Charles Miner: Ok, Michael, what are you doing?
Michael Scott: Ok, Michael, what are you doing?
Charles Miner: No, seriously.
Michael Scott: No, seriously.
Charles Miner: How old are you?
Michael Scott: How old are you?
Pam: Oh no.
Pam Beesly:I can tell Michael's mood by which comedy routine he chooses to do, the more infantile, the more upset he is. And he just skipped the Ace Ventura talking butt thing. He never skips it. This is bad.
Michael Scott: Cancelled my fifteenth anniversary party. Just pulled the rug out from under me. And he said no figs. I've already bought em. And I don't have a place to store them. So, I feel like I've been sort of boned.
David: Michael. Listen-
Michael Scott: Do you talk to him about this? You've talked to him all day, obviously. Did you talk to him about this?
David: Well, I didn't know about the figs, specifically. . .
Michael Scott: Ok. Then I don't get it. It doesn't make any sense to me. Because I thought in the new system I was supposed to talk to Charles, and then Charles was supposed to talk to you, and that would dilute any need for me to ever talk to you again.
David: That's not exactly-
Michael Scott: Clearly that's what you wanted.
David: No.
Michael Scott: Fifteen years I have been here. And I have sacrificed a lot.
David: Yes.
Michael Scott: I've put having a family on hold.
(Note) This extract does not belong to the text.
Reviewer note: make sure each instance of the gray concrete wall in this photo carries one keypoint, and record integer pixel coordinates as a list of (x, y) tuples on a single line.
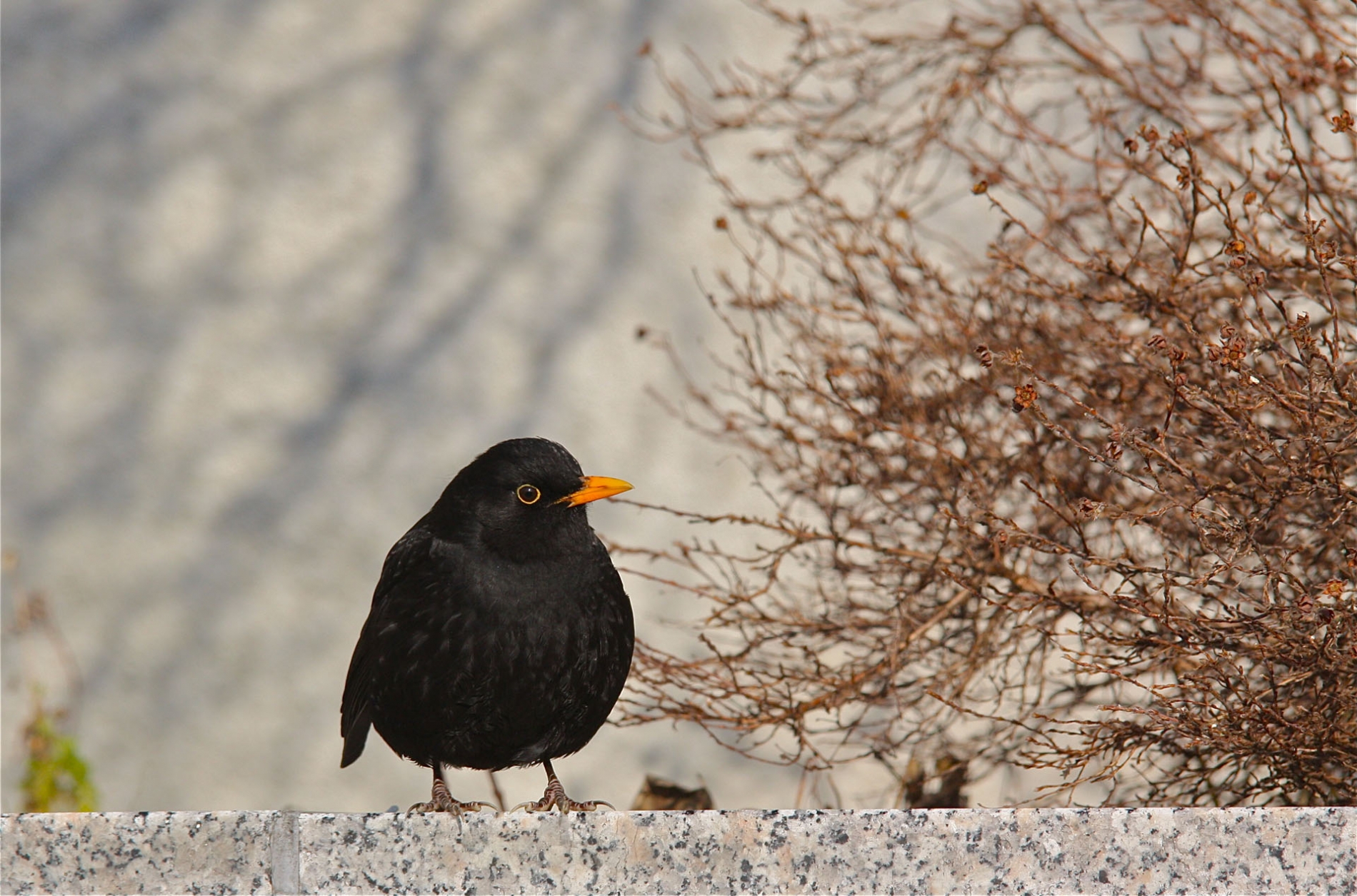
[(273, 273), (941, 850)]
David: We didn't ask you to do that.
Michael Scott: And I've never gone hang-gliding. And I've never driven my car to the top of Mount Washington.
Michael Scott: I don't understand that after fifteen years of service here, I have to get in the car and drive to New York in order to talk to you. That doesn't seem right to me. That doesn't seem fair. And I think that I've earned more than that.
David: Yeah. You're right. Yes. I get it. I get it, Michael. Here's what I'm going to do-
Michael Scott: Ok.
David: We will move some money around, and I will personally see to it that you have your party, you have your figs. I will be in attendance. It's gonna be great. How's that?
Michael Scott: [gets up to shake David's hand] I quit.
David: What?
Michael Scott: You have no idea how high I can fly.